What if there’s a tie among nominees? What if there’s a different number of microphones at the podium than the presenters expect? What if certain people don’t enter on time?
“Who knows?” Whiddon seems unperturbed. “There could be ties. Someone may want to talk for a long time. Someone might not even show up. We just have to roll with it.”
“This whole thing is like a moving train,” he adds. “Once rehearsals start, the train is leaving the station. When we finally get into the theatre, it all has to fall together really quickly. You just have to focus on the parts you have some control over. Because even though problems can seem meddlesome, I think there’s a certain enjoyment in being able to face those problems and deal with them. It’s really important for us to just enjoy the process as we go.”
Calarco agrees. “Jerry and I get along great, and I think our senses of humor are really closely aligned. We know that we can throw ideas out there and play with them as we go.”

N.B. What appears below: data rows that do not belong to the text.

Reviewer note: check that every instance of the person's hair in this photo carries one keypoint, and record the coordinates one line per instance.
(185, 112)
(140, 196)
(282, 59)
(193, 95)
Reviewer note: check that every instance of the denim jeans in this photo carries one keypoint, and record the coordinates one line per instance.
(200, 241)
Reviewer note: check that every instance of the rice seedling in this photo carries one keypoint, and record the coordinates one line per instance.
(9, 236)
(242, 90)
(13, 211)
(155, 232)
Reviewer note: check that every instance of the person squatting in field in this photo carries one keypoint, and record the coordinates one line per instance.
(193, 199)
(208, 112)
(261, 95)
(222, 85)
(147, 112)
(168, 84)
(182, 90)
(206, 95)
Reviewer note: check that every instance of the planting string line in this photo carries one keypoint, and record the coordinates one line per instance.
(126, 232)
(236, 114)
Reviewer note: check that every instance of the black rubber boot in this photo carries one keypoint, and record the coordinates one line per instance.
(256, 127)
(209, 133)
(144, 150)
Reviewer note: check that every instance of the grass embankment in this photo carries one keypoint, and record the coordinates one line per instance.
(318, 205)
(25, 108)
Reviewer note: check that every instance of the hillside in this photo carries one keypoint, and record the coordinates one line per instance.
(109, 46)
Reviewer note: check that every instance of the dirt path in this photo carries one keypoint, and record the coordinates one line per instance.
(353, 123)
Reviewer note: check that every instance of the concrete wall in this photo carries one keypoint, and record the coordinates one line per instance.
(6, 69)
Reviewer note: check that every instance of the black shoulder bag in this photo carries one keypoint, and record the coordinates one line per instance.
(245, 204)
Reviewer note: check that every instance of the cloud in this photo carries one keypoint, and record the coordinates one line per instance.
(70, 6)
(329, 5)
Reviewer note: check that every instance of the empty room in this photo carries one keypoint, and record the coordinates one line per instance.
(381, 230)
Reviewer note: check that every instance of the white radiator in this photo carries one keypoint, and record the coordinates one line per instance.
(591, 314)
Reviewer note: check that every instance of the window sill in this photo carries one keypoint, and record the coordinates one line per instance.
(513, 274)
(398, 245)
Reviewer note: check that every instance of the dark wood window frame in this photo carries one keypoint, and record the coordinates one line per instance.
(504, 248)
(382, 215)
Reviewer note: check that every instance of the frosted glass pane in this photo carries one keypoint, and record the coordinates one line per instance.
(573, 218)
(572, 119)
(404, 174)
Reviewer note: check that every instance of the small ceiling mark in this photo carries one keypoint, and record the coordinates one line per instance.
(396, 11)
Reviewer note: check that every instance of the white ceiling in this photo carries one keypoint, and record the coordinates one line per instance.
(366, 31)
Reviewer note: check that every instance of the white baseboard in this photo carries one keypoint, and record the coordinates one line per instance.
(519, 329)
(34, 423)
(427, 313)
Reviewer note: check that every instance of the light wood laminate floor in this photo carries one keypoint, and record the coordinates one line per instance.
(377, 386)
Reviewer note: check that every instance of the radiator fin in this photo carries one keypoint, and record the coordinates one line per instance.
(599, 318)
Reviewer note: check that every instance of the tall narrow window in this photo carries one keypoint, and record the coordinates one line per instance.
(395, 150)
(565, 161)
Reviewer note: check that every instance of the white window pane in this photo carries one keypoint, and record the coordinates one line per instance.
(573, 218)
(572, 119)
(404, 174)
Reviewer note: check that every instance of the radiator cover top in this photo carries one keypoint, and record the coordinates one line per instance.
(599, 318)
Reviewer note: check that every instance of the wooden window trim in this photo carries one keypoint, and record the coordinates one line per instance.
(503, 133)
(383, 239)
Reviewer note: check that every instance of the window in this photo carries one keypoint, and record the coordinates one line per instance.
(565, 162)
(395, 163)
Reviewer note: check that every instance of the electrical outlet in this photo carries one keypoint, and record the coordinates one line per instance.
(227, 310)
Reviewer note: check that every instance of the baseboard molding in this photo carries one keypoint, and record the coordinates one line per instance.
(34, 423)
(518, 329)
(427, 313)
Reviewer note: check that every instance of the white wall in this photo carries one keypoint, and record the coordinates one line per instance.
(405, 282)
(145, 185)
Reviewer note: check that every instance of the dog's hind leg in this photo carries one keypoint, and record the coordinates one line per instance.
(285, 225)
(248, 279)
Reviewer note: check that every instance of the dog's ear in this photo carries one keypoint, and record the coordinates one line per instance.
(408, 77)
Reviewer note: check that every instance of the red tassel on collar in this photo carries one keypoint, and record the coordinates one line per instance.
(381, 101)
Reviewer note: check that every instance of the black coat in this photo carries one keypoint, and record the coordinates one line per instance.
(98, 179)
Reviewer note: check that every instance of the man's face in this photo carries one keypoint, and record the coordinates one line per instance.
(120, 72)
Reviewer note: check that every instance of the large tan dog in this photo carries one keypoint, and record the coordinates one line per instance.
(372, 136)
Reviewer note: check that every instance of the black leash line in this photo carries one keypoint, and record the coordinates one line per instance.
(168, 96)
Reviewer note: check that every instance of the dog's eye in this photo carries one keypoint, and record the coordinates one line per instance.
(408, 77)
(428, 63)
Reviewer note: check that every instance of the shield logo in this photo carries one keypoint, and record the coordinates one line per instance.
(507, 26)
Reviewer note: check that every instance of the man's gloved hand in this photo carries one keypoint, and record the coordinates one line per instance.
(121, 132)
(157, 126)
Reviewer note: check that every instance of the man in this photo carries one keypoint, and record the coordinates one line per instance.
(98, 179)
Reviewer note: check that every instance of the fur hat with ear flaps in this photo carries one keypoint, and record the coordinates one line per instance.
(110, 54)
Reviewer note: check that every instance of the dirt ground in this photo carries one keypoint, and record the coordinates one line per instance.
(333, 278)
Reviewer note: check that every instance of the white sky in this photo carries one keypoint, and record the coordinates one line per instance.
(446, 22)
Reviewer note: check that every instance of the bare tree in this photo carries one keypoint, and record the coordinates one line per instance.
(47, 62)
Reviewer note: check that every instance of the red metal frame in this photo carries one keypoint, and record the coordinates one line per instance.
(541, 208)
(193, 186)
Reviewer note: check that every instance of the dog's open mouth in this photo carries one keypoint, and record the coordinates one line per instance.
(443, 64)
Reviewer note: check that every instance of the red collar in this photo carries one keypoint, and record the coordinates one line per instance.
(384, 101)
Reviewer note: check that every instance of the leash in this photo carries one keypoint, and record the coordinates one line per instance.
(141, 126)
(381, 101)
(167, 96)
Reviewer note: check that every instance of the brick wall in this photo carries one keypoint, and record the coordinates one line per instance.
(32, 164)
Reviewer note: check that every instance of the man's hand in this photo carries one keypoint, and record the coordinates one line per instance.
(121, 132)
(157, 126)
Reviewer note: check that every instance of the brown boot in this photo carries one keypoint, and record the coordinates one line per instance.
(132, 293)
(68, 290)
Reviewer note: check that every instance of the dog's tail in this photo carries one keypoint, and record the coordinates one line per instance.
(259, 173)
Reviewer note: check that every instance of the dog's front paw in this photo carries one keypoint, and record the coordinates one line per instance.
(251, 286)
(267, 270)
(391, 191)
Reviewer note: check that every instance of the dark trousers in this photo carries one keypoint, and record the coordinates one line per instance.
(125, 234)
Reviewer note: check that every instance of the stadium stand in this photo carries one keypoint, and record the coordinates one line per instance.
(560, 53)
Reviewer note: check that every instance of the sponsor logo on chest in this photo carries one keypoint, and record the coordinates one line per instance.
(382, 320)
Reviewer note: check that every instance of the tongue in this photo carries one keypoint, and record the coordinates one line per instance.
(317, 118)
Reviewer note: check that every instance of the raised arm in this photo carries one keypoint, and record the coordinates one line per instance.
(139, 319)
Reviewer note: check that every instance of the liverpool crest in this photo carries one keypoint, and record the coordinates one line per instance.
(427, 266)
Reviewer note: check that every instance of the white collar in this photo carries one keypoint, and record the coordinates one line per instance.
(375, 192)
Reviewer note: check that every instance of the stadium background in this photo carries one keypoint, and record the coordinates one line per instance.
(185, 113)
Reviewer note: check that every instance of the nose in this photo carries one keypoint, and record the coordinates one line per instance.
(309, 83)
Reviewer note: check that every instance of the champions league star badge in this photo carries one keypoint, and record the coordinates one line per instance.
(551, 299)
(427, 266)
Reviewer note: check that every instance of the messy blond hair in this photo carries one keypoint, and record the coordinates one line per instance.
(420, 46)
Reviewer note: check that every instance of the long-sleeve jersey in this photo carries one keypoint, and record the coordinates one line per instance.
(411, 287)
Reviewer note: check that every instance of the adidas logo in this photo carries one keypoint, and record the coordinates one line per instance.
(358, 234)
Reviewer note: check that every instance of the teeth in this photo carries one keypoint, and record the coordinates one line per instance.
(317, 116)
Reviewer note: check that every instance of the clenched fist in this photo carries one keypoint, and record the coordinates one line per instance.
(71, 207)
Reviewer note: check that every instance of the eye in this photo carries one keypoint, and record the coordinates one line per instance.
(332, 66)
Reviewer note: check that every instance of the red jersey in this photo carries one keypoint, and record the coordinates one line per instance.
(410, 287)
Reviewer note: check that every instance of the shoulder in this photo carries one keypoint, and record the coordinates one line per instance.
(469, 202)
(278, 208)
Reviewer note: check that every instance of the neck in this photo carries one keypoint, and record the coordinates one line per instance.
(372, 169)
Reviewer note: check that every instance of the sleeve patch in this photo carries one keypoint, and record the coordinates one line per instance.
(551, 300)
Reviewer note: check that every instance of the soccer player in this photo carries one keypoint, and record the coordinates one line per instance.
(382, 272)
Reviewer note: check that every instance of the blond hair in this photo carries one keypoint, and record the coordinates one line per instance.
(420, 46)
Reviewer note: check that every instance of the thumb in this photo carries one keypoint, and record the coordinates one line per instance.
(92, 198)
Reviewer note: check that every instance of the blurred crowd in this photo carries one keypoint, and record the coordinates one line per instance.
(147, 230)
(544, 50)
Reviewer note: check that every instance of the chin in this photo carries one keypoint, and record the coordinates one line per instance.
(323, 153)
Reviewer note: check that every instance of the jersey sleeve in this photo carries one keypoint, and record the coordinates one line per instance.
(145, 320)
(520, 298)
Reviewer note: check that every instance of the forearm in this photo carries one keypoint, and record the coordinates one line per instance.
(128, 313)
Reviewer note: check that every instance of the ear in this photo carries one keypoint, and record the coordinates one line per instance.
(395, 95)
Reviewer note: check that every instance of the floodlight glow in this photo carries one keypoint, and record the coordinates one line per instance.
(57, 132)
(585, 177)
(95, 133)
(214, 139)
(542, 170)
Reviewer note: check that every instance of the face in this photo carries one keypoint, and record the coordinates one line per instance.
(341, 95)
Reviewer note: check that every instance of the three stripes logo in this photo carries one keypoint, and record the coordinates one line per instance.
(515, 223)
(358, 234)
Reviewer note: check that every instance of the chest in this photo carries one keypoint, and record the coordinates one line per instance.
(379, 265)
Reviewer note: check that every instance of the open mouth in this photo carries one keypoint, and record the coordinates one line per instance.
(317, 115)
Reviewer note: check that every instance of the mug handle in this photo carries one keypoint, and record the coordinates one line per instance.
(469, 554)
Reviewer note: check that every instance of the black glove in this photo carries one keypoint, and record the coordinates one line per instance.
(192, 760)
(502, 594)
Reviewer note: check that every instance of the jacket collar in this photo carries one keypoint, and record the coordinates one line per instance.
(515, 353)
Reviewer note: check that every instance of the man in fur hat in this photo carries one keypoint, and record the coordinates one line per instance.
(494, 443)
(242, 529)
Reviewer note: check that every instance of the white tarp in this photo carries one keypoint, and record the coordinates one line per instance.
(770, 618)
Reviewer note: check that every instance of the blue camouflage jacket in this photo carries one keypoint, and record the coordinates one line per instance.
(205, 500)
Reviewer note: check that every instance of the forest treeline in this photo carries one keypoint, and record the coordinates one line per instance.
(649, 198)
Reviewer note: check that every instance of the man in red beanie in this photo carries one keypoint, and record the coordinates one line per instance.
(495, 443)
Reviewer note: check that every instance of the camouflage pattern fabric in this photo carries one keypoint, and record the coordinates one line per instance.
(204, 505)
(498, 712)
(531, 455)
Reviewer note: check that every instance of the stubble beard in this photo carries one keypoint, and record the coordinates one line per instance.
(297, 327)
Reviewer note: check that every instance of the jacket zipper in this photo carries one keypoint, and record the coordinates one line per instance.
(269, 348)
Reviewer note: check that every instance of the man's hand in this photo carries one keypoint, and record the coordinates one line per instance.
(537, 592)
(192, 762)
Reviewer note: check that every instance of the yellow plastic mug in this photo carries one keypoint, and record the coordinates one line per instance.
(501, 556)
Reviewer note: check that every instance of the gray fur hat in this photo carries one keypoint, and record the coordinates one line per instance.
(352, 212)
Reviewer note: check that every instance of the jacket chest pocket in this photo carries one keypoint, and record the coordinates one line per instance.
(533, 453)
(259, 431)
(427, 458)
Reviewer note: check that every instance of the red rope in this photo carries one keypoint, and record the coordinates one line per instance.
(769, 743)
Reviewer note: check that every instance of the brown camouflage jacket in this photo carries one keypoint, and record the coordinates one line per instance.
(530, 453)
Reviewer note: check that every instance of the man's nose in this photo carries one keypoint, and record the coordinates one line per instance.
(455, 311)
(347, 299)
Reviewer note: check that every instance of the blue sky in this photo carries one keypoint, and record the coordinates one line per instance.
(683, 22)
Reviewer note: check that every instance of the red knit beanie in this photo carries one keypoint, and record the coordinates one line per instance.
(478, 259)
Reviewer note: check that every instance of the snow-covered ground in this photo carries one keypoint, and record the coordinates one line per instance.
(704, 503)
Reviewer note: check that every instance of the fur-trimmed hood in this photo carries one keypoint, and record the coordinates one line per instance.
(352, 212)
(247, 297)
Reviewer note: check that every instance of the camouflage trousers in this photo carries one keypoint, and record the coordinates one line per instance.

“I’m always very nervous,” she admits. “But it’s fun. I’m thrilled.”
Here’s what we already know:
This year, the Helen Hayes Awards will be hosted by Bob Madigan from WTOP and Rebecca Sheir, from WAMU.
The company Dizzy Miss Lizzie’s Roadside Revue will receive the John Aniello Award.
Capital Fringe will receive the Washington Post Award for Innovative Leadership
For the rest? We’ll have to wait for Awards night.
For the first time in the history of the Helen Hayes Awards, audiences beyond the Warner Theatre will be able to catch moments from the evening starting with the red carpet arrivals, videos and projections from the show, exclusive backstage peeks and interviews with the recipients moments after receiving their awards.
It all happens Monday, April 8, starting at 6:30 as the guests enter the Warner Theatre, and on to the show itself, starting at 8pm.